Perhaps the woman next to him saw this world and its realities a lot more clearly than he did.
“Maybe,” he echoed, lost in his memories. “I used to stand up to him, when he was cruel to my sisters, when he pushed my brother Iain too harshly. But he never punished me, he just treated them worse and let me know it was my fault.” This was something he’d never shared with anyone. It was the reason he didn’t want her anywhere near his father. “I’d beg him to hit me instead, but he knew that seeing them pay for my rebellion was the best way to wound me.”
She turned around then, quietly, slowly, as though he was a skittish wild thing that would run off if she got too close.

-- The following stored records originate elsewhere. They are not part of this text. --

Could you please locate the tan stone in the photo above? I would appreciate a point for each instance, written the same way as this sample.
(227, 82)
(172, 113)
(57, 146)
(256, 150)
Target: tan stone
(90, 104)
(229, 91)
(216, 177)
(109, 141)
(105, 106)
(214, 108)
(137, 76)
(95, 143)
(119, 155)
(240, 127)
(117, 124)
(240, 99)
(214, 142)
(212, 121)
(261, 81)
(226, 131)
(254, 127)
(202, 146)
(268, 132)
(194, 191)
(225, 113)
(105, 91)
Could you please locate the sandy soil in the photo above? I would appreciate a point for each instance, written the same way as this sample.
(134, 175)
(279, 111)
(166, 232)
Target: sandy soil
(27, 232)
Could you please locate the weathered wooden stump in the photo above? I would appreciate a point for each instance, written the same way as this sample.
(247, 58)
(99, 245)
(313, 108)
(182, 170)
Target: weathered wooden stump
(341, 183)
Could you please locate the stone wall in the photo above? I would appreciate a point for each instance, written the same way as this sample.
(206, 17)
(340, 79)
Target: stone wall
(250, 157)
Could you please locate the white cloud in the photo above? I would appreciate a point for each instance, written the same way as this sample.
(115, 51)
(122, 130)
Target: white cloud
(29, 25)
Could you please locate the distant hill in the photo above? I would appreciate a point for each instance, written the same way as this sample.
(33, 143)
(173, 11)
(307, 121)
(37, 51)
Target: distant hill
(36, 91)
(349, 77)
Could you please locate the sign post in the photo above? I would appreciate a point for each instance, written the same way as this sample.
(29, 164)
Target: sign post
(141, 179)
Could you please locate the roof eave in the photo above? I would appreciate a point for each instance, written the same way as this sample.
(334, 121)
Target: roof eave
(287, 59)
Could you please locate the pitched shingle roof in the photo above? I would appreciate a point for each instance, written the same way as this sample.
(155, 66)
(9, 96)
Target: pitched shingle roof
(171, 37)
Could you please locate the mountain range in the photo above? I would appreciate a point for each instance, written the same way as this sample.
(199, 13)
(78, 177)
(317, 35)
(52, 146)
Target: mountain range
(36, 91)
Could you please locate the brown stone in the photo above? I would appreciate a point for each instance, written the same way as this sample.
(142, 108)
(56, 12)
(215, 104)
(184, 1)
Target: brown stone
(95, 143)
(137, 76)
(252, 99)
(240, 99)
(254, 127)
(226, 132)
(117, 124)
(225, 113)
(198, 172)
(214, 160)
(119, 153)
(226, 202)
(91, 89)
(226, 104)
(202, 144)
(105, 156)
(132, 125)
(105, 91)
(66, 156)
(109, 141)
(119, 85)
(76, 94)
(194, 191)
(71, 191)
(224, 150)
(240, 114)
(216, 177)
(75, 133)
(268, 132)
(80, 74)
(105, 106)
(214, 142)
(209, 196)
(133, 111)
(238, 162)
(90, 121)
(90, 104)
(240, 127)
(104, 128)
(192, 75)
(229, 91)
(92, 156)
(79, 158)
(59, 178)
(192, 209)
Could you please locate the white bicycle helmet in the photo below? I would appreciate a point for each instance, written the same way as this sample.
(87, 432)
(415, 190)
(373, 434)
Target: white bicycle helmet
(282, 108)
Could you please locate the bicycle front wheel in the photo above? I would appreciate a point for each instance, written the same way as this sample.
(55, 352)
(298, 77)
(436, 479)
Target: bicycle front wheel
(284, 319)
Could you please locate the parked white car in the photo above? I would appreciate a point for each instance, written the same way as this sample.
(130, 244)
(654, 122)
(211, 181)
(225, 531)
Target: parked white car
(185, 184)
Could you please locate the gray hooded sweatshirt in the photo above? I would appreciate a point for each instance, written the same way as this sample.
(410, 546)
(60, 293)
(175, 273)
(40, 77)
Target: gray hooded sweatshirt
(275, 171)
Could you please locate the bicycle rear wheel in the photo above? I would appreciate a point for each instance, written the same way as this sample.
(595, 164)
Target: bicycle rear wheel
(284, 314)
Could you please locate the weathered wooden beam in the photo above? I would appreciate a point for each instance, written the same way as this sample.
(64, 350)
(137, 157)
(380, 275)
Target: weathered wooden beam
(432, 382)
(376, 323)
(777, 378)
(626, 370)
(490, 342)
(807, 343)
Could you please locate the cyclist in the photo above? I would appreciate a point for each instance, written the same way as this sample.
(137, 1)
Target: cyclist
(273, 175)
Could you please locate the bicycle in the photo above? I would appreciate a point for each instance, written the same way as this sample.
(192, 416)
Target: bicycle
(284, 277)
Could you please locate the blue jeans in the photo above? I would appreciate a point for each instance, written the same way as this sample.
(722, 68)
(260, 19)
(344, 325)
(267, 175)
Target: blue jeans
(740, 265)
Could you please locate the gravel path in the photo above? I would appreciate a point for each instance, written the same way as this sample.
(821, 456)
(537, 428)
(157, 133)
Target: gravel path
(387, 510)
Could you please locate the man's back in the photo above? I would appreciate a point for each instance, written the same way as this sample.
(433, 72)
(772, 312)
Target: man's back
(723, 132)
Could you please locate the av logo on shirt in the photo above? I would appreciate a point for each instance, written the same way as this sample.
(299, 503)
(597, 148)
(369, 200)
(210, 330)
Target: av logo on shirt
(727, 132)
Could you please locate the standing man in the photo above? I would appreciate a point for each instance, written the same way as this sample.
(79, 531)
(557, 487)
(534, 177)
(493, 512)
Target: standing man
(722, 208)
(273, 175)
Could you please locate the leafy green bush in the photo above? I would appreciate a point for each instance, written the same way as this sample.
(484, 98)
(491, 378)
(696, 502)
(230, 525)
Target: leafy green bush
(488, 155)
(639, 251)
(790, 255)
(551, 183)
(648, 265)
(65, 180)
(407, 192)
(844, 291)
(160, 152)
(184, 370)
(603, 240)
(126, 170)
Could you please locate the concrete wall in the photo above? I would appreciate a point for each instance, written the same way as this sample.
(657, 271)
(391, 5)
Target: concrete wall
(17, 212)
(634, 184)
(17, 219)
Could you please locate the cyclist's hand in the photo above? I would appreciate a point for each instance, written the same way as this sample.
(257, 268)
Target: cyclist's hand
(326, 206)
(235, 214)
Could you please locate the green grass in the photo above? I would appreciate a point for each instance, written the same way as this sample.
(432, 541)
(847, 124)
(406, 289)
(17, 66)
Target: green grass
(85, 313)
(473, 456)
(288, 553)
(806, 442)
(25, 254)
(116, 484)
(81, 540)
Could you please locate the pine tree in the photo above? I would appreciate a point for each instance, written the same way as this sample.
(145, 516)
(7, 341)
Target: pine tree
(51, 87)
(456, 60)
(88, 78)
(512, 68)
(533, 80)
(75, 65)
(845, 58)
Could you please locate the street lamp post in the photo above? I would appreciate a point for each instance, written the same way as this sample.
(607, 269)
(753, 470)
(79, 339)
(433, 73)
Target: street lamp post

“That’s horrible. I’m so sorry,” she said, wrapping her legs around him as if to shield him with her smaller, softer body from the harshness of his past.
“He sent my mother to the asylum after I confronted him about my sister Adalyn. He wanted to marry her to this disgusting peer. The rumor was the man beat his first wife relentlessly, so I helped Addy elope. He was furious, mainly that my mother, for once, took my side.” He remembered that night, his mother’s shaky, small voice as she asked her husband to understand, the duke’s fury when she didn’t blindly take his side as usual. “A month later he shipped her off to an asylum in the Orkneys.”
“Oh, Evan.” She pressed kisses to his chest, mouth open, as she spoke soothing words. He didn’t deserve her comfort, and yet he was too damn wrecked to push her away.
“What happens when we get to Edinburgh?” she asked, her face turned up to him so that her lush mouth was alluringly presented to him for a kiss. “Even earls who repudiate their standing have certain responsibilities.”